El Corán, como es bien sabido, y sigue
en ello las directrices de la Torá,
es un manual de ordenación de la vida social. Está lleno, así pues, de
prohibiciones y normas de obligado cumplimiento que afectan a la mayoría de
comportamientos sociales. Hay una reivindicación evidente de la solidaridad con
los desposeídos a través del obligatorio ejercicio de la limosna, por ejemplo;
del mismo modo que hay una segregación objetiva de la mujer, relegada a la
condición de bien que el hombre ha de saber administrar: II.223. Sus mujeres son para ustedes como un campo de labranza, por
tanto, siembren en su campo cuando [y como] quieran. II.228. Ellas tienen tanto
el derecho al buen trato como la obligación de tratar bien a sus maridos.
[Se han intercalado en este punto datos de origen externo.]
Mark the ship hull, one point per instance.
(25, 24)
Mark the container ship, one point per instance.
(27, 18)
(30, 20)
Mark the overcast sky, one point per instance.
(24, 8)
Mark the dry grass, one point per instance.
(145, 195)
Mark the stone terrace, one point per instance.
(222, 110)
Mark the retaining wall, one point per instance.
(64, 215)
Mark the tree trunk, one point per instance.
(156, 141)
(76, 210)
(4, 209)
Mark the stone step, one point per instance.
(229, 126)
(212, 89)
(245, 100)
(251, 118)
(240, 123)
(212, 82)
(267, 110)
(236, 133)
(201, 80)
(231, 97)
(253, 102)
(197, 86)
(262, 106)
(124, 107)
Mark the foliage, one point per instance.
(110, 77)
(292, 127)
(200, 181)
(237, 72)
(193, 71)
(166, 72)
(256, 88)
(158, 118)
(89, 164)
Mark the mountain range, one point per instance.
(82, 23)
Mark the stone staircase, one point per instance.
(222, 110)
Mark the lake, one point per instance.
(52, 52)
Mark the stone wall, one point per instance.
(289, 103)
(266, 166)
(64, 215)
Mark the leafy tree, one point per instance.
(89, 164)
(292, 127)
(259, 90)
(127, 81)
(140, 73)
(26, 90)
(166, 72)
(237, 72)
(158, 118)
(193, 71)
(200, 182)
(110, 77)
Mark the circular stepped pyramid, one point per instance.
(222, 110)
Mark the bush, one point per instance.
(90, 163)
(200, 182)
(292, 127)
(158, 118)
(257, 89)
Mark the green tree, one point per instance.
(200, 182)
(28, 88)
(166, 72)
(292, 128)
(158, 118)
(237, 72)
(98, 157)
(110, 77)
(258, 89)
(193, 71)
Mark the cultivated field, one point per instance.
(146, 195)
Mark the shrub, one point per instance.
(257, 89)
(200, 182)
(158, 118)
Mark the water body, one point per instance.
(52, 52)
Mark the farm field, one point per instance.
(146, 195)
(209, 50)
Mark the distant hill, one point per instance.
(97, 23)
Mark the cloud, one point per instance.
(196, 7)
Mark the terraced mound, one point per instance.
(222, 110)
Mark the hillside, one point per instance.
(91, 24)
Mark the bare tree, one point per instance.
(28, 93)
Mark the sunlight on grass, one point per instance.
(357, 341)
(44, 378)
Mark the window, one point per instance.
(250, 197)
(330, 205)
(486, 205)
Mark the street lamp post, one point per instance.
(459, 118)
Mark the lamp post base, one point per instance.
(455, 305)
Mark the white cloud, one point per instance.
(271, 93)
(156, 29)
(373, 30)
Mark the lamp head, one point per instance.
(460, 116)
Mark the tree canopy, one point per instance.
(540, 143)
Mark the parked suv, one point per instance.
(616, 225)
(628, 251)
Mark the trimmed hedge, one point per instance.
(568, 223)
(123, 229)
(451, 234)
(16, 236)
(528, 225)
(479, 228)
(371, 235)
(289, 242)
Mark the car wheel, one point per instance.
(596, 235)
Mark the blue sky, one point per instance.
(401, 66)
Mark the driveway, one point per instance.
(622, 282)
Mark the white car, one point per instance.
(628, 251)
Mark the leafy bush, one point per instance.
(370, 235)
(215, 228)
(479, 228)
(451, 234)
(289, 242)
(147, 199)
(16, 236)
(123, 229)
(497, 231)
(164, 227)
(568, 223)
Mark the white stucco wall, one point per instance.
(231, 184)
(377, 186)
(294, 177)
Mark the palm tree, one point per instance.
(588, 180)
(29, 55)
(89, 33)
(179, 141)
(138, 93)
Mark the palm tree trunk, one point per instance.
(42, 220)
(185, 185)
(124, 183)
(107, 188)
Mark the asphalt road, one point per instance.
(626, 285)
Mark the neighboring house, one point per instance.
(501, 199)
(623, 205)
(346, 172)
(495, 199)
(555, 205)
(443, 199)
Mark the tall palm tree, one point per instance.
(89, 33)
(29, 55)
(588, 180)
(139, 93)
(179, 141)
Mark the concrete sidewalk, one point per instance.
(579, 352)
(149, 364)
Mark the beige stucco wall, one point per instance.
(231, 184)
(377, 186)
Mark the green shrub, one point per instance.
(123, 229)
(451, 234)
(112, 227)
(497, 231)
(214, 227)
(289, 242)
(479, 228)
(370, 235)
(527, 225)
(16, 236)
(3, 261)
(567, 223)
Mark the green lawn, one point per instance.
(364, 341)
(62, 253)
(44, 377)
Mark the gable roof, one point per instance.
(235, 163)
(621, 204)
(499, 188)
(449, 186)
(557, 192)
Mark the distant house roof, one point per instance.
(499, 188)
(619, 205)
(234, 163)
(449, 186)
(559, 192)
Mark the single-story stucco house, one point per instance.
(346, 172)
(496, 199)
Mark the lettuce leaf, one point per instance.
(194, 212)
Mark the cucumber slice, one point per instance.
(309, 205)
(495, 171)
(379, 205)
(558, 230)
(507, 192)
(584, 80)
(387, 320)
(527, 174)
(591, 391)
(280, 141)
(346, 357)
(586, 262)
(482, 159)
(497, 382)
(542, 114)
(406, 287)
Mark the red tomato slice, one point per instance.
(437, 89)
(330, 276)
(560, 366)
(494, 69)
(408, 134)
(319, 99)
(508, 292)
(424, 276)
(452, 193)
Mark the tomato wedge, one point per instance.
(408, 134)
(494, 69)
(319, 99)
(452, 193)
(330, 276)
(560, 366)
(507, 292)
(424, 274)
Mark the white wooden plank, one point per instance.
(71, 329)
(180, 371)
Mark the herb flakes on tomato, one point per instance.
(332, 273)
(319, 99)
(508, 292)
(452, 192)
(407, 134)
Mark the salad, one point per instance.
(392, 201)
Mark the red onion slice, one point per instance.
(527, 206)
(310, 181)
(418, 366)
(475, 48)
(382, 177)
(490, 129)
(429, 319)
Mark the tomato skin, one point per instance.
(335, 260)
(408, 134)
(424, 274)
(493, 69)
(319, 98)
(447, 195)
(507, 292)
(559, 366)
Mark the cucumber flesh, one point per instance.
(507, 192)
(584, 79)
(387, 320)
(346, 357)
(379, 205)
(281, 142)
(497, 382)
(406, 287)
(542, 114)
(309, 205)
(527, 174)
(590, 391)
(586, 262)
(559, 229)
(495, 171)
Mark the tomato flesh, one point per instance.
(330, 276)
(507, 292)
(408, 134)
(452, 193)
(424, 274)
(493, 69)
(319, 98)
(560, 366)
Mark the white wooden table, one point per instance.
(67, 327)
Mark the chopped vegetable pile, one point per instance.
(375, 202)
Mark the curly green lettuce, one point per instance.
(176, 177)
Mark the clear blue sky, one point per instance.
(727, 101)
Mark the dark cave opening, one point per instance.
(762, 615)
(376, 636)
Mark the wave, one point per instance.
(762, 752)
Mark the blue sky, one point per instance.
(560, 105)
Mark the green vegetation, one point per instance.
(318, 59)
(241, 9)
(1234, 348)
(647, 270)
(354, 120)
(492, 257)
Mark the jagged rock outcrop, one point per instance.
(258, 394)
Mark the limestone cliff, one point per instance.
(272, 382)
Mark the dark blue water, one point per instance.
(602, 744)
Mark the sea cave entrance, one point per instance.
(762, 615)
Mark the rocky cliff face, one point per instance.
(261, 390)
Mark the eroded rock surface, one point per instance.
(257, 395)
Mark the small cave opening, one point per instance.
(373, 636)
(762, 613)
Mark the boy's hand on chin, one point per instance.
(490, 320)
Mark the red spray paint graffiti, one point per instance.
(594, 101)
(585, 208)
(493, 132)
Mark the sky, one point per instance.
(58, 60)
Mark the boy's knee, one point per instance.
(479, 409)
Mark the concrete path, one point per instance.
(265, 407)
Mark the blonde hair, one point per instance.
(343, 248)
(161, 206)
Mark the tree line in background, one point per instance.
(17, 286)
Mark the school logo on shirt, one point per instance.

Y los
hombres tienen un grado superior [de responsabilidad] al de ellas; Dios es
Poderoso, Sabio. Igualmente, hay una prohibición absoluta de las manifestaciones
sexuales, que han de recatarse profundamente. Los “actos impuros” han de recibir
su castigo: XXIV. 2. A la fornicadora y al
fornicador aplíquenles, a cada uno de ellos, cien azotes. Y las mujeres han de
evitar a toda costa convertirse en “ocasión” de pecar: XXIV. 31. Dile a las creyentes que
recaten sus miradas, se abstengan de cometer obscenidades, no muestren de sus
atractivos [en público] más de lo que es obvio, y que dejen caer el velo sobre
su escote.(…) [Diles también] que no hagan oscilar sus piernas [al caminar] a
fin de atraer la atención sobre sus atractivos ocultos. Pidan perdón a Dios por
sus pecados, ¡oh, creyentes!, que así alcanzarán el éxito. Algo en lo que no están
muy lejos de la Iglesia Católica ni de muchas otras religiones, que parecen
haber fundamentado su fuerza en la opresión de la mujer. Trata, así mismo, de “refinar”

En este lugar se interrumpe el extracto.